My interest in biography springs from two sources. First, I found researching and writing the biographical dimensions of my current book, Courage to Dissent: Atlanta and the Long History of the Civil Rights Movement, one of the project's most enjoyable aspects. The book devotes considerable attention to how the background of each featured lawyer or activist shaped her, and thus her understanding of equality. This biographically-rooted approach served a critically important role for me: it humanized the actors--all of them. The ability to see the humanity of each actor freed me to envision a history of civil rights in which the legendary Justice Marshall--the figure who (understandably) consumes so much intellectual and political space in civil rights literature, remained present, but less all-encompassing. As I began to understand the humanity of each actor, it helped me depict varieties of civil rights activism across time—as opposed to a single, putatively legitimate approach. I hope the biographical touches in the work prove similarly illuminating to readers.
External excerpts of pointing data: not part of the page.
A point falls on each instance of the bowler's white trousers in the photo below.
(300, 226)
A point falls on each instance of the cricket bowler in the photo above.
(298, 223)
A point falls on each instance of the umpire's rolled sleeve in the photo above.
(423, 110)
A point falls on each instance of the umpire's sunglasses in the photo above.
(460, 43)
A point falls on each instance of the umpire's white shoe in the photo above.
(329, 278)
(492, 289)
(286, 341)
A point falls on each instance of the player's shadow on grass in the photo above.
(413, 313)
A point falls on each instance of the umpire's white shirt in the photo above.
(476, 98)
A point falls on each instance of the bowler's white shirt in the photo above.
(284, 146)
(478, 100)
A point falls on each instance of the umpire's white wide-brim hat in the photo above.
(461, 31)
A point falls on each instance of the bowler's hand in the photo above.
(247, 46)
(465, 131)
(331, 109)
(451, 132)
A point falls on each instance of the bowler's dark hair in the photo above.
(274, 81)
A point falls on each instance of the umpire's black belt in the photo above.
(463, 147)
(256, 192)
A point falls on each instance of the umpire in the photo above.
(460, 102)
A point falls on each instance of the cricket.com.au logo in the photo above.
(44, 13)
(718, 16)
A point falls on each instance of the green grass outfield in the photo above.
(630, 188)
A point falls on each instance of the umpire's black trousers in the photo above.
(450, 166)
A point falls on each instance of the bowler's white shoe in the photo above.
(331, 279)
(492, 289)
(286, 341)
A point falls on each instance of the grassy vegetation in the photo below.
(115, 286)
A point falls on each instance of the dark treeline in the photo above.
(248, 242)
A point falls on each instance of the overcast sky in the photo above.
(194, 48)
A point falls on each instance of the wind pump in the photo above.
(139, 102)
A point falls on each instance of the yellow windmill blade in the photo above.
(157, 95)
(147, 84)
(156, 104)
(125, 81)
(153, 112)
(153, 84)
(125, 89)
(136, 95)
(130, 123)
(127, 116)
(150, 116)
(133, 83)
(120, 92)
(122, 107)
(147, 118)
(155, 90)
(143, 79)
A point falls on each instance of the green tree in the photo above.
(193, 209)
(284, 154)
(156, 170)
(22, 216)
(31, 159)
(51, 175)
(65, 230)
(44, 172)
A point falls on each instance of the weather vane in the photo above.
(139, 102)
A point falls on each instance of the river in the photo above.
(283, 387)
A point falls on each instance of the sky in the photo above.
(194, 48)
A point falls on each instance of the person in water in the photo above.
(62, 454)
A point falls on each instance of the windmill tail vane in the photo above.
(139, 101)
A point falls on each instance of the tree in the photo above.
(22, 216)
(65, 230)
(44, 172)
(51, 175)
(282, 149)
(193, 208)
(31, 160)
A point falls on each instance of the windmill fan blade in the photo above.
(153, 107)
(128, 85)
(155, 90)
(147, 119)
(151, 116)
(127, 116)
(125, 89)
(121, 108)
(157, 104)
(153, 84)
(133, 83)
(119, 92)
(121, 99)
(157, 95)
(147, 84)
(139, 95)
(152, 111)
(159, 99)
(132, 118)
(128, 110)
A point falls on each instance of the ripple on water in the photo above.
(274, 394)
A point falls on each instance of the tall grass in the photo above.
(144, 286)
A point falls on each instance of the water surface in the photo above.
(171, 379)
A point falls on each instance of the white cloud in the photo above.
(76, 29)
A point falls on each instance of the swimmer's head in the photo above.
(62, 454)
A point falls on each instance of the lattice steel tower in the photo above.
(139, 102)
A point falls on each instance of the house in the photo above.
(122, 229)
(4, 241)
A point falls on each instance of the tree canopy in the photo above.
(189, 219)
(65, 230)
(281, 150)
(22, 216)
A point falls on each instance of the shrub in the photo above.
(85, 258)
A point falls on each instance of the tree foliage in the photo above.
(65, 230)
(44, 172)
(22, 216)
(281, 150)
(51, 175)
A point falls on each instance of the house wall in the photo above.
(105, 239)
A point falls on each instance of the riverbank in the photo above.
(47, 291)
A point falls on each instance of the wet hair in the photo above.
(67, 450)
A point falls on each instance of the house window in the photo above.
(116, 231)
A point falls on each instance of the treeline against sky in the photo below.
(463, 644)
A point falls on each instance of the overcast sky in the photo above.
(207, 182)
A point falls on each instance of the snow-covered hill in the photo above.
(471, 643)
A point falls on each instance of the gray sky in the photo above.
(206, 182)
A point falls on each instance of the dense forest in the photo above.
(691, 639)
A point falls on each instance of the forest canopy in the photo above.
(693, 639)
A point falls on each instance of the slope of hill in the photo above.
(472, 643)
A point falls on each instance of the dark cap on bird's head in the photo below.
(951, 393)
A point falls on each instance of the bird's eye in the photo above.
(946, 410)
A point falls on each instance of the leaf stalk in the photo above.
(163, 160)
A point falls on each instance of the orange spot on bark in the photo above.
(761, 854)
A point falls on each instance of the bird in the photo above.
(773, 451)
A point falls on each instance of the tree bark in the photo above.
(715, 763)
The book identifies three waves of dissenters from the racial status quo--people on the scene well before and well after Marshall. One of those dissenters was A.T. Walden, a lawyer whom some others dismissed as an “accommodationist” of segregation because he did not toe the NAACP’s line on school desegregation and because he embraced "gradualism" in other areas. Yet, I discovered that Walden—a son of former slaves, an honors graduate of the University of Michigan Law School and one of the South’s first black lawyers—certainly did advance civil rights. He fervently supported black voting rights and fought the Klan inside and outside of the courtroom, among other efforts. Once I traced Walden’s life and the stories of other locally-based figures, and then placed them in conversation with the national movement, I questioned the idea of an LDF-centric civil rights law and history. (See Walden, pictured on the right in 1944, when he served as a Smith v. Allwright "white primary" tester in Atlanta; the photo is used courtesy of the Atlanta History Center).
The second source of my interest in biography grew out of the first. Because I found the biographical aspects of Courage to Dissent so enjoyable and the life and work of one of its subjects—Constance Baker Motley—such a rich platform for exploring the topics of civil rights, women's rights, human rights, and judging, I am undertaking Motley's biography as a new project. (More on Judge Motley later.)
So, what biographies or literature about the genre top my reading list at the moment? My list includes: G. Edward White, Justice Oliver Wendell Holmes: The Inner Self; G. Edward White, Earl Warren: A Public Life; G. Edward White, The American Judicial Tradition: Profiles of Leading American Judges; Paula J. Giddings, Ida: A Sword Among Lions; William Nelson, In Pursuit of Right and Justice: Edward Weinfeld as Lawyer and Justice; Barbara Babcock, Woman Lawyer: The Trials of Clara Foltz; Melvin Urofsky, Louis D. Brandeis: A Life; Joan Biskupic, Sandra Day O’Connor; Barbara Ransby, Ella Baker and the Black Freedom Movement; and Chaudhuri et al, Contesting Archives: Finding Women in the Sources.